Ich habe mit einer Canon Ixus i bei strahlendem Sonnenschein im manuellen Modus bei 50 ASA Landschaftsfotos gemacht. Nun lese ich im den JPEGs anhängenden Belichtungsdatenblatt: s 1/1750 und f 5,6 - hallo, was ist das; ist 5,6 also die kleinste Blende? Das Datenblatt der Kamera gibt nur die größte Blende mit f 2,8 an. Auch auf der Canon-Website komme ich nicht weiter, deshalb hier meine Frage: Setzen der Chip und die Kamerakonstruktion hier Grenzen oder hat Canon am Objektiv gespart und ich verliere bei diesen Belichtungsverhältnissen mögliche Tiefenschärfe? Weißt jemand Rat ?


----------



## Vitalis (13. März 2004)

Hallo Du,
also ich habe zu dieser Kamera nirgendwo die Angabe der kleinsten Blende gefunden. Du hast im manuellen Modus fotografiert? Was heißt das bei dieser Kamera? Einen echten manuellen Modus hat die doch gar nicht, dachte ich. Also schätze ich, die Kamera hat selbst entschieden Blende 5,6 zu nehmen.
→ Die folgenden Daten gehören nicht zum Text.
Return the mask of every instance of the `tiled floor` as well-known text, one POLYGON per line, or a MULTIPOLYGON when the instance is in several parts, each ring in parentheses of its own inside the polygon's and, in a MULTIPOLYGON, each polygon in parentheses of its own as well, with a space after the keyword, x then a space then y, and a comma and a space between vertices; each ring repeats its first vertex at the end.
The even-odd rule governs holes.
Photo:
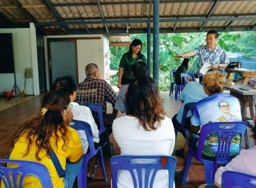
MULTIPOLYGON (((175 101, 174 97, 169 96, 168 92, 161 92, 161 95, 165 99, 164 107, 166 116, 172 117, 181 107, 181 102, 175 101)), ((10 152, 10 140, 14 131, 18 128, 18 125, 27 120, 31 115, 38 113, 40 110, 41 96, 32 97, 26 101, 11 105, 8 108, 0 111, 0 158, 5 158, 10 152)), ((1 103, 0 103, 0 107, 1 103)), ((110 105, 108 110, 111 109, 110 105)), ((110 111, 109 111, 110 112, 110 111)), ((118 117, 123 115, 119 113, 118 117)), ((120 148, 115 142, 113 136, 110 136, 110 141, 115 146, 112 155, 105 154, 104 161, 107 172, 108 181, 103 181, 102 179, 100 168, 96 168, 96 178, 92 181, 88 183, 88 188, 93 187, 110 187, 110 158, 112 156, 120 154, 120 148)), ((183 148, 185 140, 182 135, 179 134, 176 140, 174 150, 183 148)), ((181 169, 183 167, 183 159, 177 157, 177 169, 181 169)), ((176 187, 197 187, 199 185, 204 183, 204 167, 198 162, 193 160, 189 173, 190 181, 187 183, 183 187, 181 187, 181 182, 175 179, 176 187)), ((76 187, 76 186, 74 186, 76 187)))

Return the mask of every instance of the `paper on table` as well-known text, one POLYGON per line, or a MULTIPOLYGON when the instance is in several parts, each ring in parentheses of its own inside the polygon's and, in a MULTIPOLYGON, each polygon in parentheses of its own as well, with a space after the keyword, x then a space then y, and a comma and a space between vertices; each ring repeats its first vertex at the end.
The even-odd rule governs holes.
POLYGON ((210 64, 209 62, 205 62, 203 64, 203 66, 200 69, 200 73, 205 75, 207 71, 208 71, 208 70, 210 69, 210 68, 208 67, 211 66, 212 64, 210 64))

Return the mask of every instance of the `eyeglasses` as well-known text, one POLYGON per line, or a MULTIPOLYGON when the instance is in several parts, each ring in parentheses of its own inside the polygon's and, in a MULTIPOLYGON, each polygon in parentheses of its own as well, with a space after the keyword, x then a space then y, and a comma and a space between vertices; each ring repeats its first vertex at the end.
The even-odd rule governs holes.
POLYGON ((220 107, 222 107, 222 108, 224 108, 224 107, 226 107, 226 108, 228 108, 228 107, 230 107, 230 105, 222 105, 222 106, 220 106, 220 107))
POLYGON ((72 105, 72 104, 69 104, 68 105, 67 105, 67 106, 65 107, 65 109, 67 109, 68 107, 69 107, 70 109, 72 109, 72 108, 73 108, 73 105, 72 105))

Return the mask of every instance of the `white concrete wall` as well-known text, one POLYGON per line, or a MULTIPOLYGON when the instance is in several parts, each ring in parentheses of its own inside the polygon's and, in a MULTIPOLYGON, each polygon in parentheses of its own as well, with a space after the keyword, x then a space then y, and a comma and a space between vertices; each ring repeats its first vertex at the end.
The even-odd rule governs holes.
POLYGON ((105 50, 109 50, 108 38, 103 35, 71 35, 71 36, 48 36, 44 37, 44 48, 46 53, 46 67, 47 73, 47 87, 49 88, 49 70, 47 48, 47 38, 84 38, 77 40, 77 73, 78 82, 82 82, 86 78, 85 67, 89 63, 96 64, 100 70, 100 79, 106 77, 104 67, 105 50), (84 39, 84 38, 100 37, 100 39, 84 39), (106 47, 106 44, 108 48, 106 47))
MULTIPOLYGON (((33 79, 28 81, 27 95, 39 95, 38 74, 37 68, 36 36, 34 24, 30 28, 0 29, 0 33, 11 33, 13 38, 13 59, 16 83, 20 91, 24 89, 25 68, 33 68, 33 79)), ((11 90, 14 85, 13 73, 0 74, 0 95, 11 90)))

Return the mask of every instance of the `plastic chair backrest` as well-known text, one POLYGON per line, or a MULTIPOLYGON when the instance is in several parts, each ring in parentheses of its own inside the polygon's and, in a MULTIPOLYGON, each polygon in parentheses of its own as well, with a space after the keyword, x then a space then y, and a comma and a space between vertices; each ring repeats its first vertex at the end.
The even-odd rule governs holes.
POLYGON ((18 165, 16 167, 0 166, 0 179, 1 183, 5 187, 23 187, 24 179, 28 175, 37 177, 41 182, 42 187, 53 187, 49 172, 42 163, 29 160, 2 158, 0 158, 0 163, 18 165))
POLYGON ((110 158, 110 167, 113 188, 117 187, 119 170, 127 170, 130 172, 135 188, 137 187, 137 185, 139 185, 139 188, 142 188, 142 185, 144 185, 143 187, 152 188, 157 171, 162 169, 168 171, 169 187, 172 187, 176 158, 171 156, 119 155, 110 158), (143 176, 145 178, 144 183, 142 183, 143 176), (137 181, 137 179, 139 182, 137 181), (148 185, 149 183, 150 185, 148 185))
MULTIPOLYGON (((202 160, 201 156, 205 138, 211 133, 216 133, 218 140, 216 153, 217 163, 226 164, 229 162, 230 161, 230 147, 232 139, 236 133, 240 133, 241 140, 242 141, 247 127, 247 124, 243 122, 214 122, 203 125, 200 131, 195 158, 199 160, 202 160)), ((239 147, 241 147, 241 142, 240 142, 239 147)))
POLYGON ((90 108, 92 111, 96 111, 98 113, 98 122, 100 124, 100 128, 98 130, 98 134, 101 134, 106 130, 106 128, 104 126, 104 118, 102 113, 102 107, 100 105, 96 103, 79 103, 81 105, 85 105, 90 108))
POLYGON ((195 81, 194 75, 191 73, 181 73, 181 79, 182 85, 187 85, 189 78, 191 77, 192 81, 195 81))
POLYGON ((182 119, 181 119, 181 131, 183 131, 184 132, 187 133, 188 132, 188 130, 185 128, 185 125, 186 124, 186 118, 187 113, 189 111, 191 111, 193 109, 196 103, 188 103, 184 105, 183 108, 183 113, 182 115, 182 119))
POLYGON ((175 74, 176 74, 176 70, 171 70, 171 71, 172 71, 172 78, 173 78, 173 81, 174 81, 174 82, 175 82, 175 74))
POLYGON ((225 171, 222 173, 222 187, 255 188, 256 176, 234 171, 225 171))

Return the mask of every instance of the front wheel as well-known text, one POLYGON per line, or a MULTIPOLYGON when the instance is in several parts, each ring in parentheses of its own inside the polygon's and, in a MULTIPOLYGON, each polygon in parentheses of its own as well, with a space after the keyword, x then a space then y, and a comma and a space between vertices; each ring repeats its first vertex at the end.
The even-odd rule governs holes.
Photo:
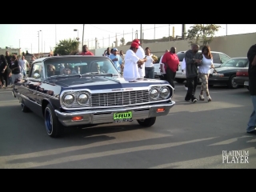
POLYGON ((238 85, 234 82, 234 78, 235 77, 235 74, 231 75, 230 78, 229 82, 228 82, 228 86, 230 89, 237 89, 238 87, 238 85))
POLYGON ((186 79, 185 78, 175 78, 175 81, 178 83, 182 83, 186 79))
POLYGON ((51 138, 58 138, 64 133, 64 126, 58 121, 51 105, 45 109, 45 125, 47 134, 51 138))
POLYGON ((155 123, 155 120, 157 119, 156 117, 154 118, 144 118, 144 119, 138 119, 137 122, 139 125, 142 126, 151 126, 155 123))

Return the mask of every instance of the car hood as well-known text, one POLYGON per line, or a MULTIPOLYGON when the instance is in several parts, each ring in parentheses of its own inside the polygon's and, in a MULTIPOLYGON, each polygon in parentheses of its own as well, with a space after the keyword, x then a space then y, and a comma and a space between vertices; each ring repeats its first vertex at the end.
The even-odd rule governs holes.
POLYGON ((150 85, 169 84, 166 81, 158 79, 142 78, 135 82, 128 82, 120 77, 82 77, 67 78, 53 78, 47 81, 48 83, 60 86, 64 89, 90 90, 117 89, 127 87, 142 87, 150 85))
POLYGON ((239 70, 239 69, 242 69, 243 67, 232 67, 232 66, 221 66, 221 67, 216 67, 215 68, 215 70, 217 72, 223 72, 223 71, 226 71, 226 70, 239 70))

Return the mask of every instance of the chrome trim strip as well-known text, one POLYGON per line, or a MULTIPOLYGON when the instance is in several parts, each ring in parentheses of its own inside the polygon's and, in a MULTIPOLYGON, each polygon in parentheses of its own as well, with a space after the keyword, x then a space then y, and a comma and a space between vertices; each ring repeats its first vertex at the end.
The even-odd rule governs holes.
POLYGON ((102 110, 89 110, 79 111, 61 112, 55 110, 55 114, 58 121, 66 126, 82 126, 87 124, 100 124, 114 122, 114 113, 133 111, 133 120, 144 119, 153 117, 165 116, 170 112, 170 108, 175 105, 175 102, 172 101, 168 103, 146 105, 142 106, 126 107, 123 109, 108 108, 102 110), (157 109, 164 107, 165 111, 158 113, 157 109), (72 118, 82 116, 82 120, 73 121, 72 118))
MULTIPOLYGON (((171 98, 173 98, 173 93, 174 93, 174 89, 170 84, 159 84, 159 85, 150 85, 149 86, 143 86, 143 87, 127 87, 127 88, 119 88, 119 89, 108 89, 108 90, 90 90, 89 89, 79 89, 79 90, 66 90, 62 91, 60 94, 60 105, 62 109, 66 110, 86 110, 86 109, 107 109, 110 107, 113 108, 119 108, 119 107, 129 107, 132 106, 141 106, 141 105, 147 105, 150 103, 159 103, 159 102, 168 102, 171 101, 171 98), (66 93, 66 92, 70 92, 72 93, 78 93, 78 92, 83 92, 83 91, 87 91, 90 94, 107 94, 107 93, 115 93, 115 92, 126 92, 126 91, 138 91, 138 90, 148 90, 150 91, 152 87, 163 87, 163 86, 168 86, 170 89, 170 91, 172 90, 172 94, 170 98, 168 99, 162 99, 162 100, 156 100, 156 101, 150 101, 148 102, 139 102, 136 104, 130 104, 130 105, 122 105, 122 106, 86 106, 86 107, 78 107, 78 108, 69 108, 66 107, 66 106, 63 105, 62 103, 62 96, 66 93), (131 90, 133 89, 133 90, 131 90)), ((150 94, 150 93, 149 93, 150 94)), ((91 95, 90 95, 90 104, 91 104, 91 95)), ((76 97, 75 97, 76 100, 76 97)))

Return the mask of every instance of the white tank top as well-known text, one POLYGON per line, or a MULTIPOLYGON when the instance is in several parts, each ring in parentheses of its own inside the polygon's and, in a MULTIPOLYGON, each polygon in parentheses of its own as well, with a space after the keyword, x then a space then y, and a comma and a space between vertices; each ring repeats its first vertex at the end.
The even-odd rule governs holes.
POLYGON ((198 66, 200 74, 209 74, 210 72, 210 66, 213 64, 213 59, 207 59, 202 55, 202 66, 198 66))

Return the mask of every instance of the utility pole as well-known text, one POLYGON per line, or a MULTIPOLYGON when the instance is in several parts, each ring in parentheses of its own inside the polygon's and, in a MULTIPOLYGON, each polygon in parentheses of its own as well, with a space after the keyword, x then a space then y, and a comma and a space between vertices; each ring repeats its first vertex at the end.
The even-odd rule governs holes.
POLYGON ((155 39, 155 24, 154 24, 154 39, 155 39))
POLYGON ((168 42, 170 42, 170 24, 169 24, 169 34, 168 34, 168 42))
POLYGON ((131 41, 134 41, 134 29, 132 29, 132 31, 131 31, 131 41))
POLYGON ((186 26, 185 26, 186 24, 182 24, 182 39, 184 39, 185 38, 185 33, 186 33, 186 26))
POLYGON ((81 43, 81 45, 82 45, 81 50, 82 50, 82 46, 83 46, 83 36, 84 36, 84 33, 85 33, 85 25, 86 24, 83 24, 83 26, 82 26, 82 43, 81 43))
POLYGON ((142 24, 141 24, 141 39, 140 42, 142 40, 142 24))

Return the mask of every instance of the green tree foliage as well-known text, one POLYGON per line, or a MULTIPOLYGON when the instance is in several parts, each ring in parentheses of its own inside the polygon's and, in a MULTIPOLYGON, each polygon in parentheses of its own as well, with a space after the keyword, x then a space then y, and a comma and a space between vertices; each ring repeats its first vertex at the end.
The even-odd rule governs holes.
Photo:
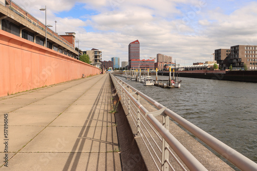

Erzähl mir mal mehr vom manuellen Modus, vielleicht irre ich mich ja.

Du könntest auch einen "Landscharfs-Aufnahmen"-Modus benutzen, falls es sowas gibt. Dann würde die Cam wahrscheinlich eine möglichst kleine Blende nehmen.

Wie auch immer... Ist Dir die Schärfentiefe bei 5,6 nicht genug?  Die Ausdehnung der Schärfentiefe ist doch bei solchen kleinen Consumer-Cams riesig..

Gruß,
Vitalis


----------



## caimattiolo (13. März 2004)

*canons ixus i*

naja, manueller modus bedeutet bei der canon ixus i lediglich empfindlichkeitseinstellung, weißabgleich, auflösung und makrofunktion manuell zu wählen. meine bezeichnung war insofern wohl etwas mißverständlich. ansonten glaube ich, f 5,6 ist wahrscheinlich wegen der kurzen brennweite das max, das bei dem einviertel-zoll-chip geht,

gruß detlef


----------



## Vitalis (13. März 2004)

Kann sein, daß es die kleinste Blende ist, was aber bei der sowieso riesigen Schärfentiefe nicht schlimmt ist. Ich glaube trotzdem nicht unbedingt, daß es die kleinste ist, die Kamera wird sich die 5,6 einfach nur ausgesucht haben.


----------



## mike_h (18. März 2004)

*Blenden - Zeit - Manueller Modus*

Hallo,
kannst du eventuell dein programm ändern ?
Auf A/S (Blenden bzw Zeitautomatik) - dann könntest du S (Shutter Zeitautomatik) nehmen mit Blendenvorwahl, damit kannst du die Tiefenschärfe kontrollieren- und natürlich auch die kleinste Blende erfahren.
Ciao
mike


----------